The man behind some of the most impressive electro attacks of the post-millenium age is back - and it’s NOT Aphex Twin!
There are a few artists out there whose productivity and oeuvre are really hard to grasp in its utter madness. Zappa released more than 60 records, there are probably more than 200 Pearl Jam live-archive records released by the band itself, Bach composed way too many works for anybody to fully understand it, and then there are the noise artists of the last 30 to 40 years. And then there is KK Null.

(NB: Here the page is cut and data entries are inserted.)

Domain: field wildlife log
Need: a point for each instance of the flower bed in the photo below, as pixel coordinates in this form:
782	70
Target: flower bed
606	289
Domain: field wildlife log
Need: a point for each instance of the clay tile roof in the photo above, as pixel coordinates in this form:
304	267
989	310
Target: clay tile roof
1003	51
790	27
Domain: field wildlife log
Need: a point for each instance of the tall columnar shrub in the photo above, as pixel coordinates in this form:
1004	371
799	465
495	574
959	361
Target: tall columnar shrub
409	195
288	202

An artist who has worked on several important records and projects, Zeni Geva probably being his most well-known band, KK Null by now has worked on more 150 releases – either his solo work or the work with his band projects. For 2019 alone, discogs lists 16 albums and several smaller works! Talk about a restless person; nevertheless, if you look at his personal FB page you will see a man who is at peace with himself and who seeks peace. However, if you listen to his work, you will get a totally different feeling – one of unrest, of distress, of disharmonic chaos.
Interestingly, he performs the music for himself rather than for anybody else. You can’t cope with it? Your problem. Need any kind of information what he sounds like? Take Aphex Twin’s noisy snippets that jump in from the side and then flirr upwards into nothingness, only to come back down even noisier; take Atari Teenage Riots industrial drums but speed them up until they are merely one line on the oscilloscope; take the guitar riffs used by bands like Boris but take out the doom and turn it into gut-wrenching miniscule attacks on each of your nerves. Take all of this and take your time.

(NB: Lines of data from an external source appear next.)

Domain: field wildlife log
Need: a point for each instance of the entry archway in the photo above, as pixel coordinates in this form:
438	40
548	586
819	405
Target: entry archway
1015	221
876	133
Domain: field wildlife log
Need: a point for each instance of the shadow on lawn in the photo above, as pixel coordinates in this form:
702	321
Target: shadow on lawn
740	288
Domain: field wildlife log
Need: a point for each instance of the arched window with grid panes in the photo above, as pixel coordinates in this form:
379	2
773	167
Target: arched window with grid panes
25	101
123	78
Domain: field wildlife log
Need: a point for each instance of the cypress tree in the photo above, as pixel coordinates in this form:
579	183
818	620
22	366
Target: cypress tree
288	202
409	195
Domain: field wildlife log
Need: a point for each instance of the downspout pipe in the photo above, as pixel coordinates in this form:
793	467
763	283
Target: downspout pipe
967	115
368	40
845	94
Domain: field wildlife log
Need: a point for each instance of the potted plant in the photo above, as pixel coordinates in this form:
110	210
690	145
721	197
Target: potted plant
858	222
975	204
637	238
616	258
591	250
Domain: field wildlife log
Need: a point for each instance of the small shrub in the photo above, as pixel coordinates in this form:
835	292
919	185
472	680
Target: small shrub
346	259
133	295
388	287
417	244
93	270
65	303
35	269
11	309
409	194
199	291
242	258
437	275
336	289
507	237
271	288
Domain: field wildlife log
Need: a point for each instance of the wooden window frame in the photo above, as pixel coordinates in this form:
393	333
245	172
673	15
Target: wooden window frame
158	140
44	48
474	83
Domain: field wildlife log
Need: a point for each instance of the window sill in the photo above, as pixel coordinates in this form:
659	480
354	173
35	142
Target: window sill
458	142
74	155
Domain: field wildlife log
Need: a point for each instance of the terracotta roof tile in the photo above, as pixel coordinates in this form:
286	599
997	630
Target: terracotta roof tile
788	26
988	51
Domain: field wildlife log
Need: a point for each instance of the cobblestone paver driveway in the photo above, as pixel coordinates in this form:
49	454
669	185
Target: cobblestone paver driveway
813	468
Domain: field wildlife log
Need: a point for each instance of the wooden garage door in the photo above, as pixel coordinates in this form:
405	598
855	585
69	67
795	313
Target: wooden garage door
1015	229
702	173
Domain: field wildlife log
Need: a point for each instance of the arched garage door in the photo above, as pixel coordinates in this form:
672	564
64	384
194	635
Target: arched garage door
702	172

Because, KK Null’s work needs time. On short listen to Great Attractor exemplifies all of this: You cannot grasp the “beauty” of it if you do not sit down and let the sounds wash over you. There is so much to absorb in this sound-verse that either you immerse yourself subconsciously into it until your heart stops trying to follow any form of drum pattern and you just feel it. Or you try to sit down and analyze everything that is happening – albeit, the latter is definitely the road to madness. The beats on the two tracks (one 22 minutes, the other 29 minutes!!!) do not remain steady they overlap each over; the noise elements do not connect to a larger unity, they separate themselves because they are loners. Only our mind and soul can bring all of this together. A hell of a work, a hell of a reward.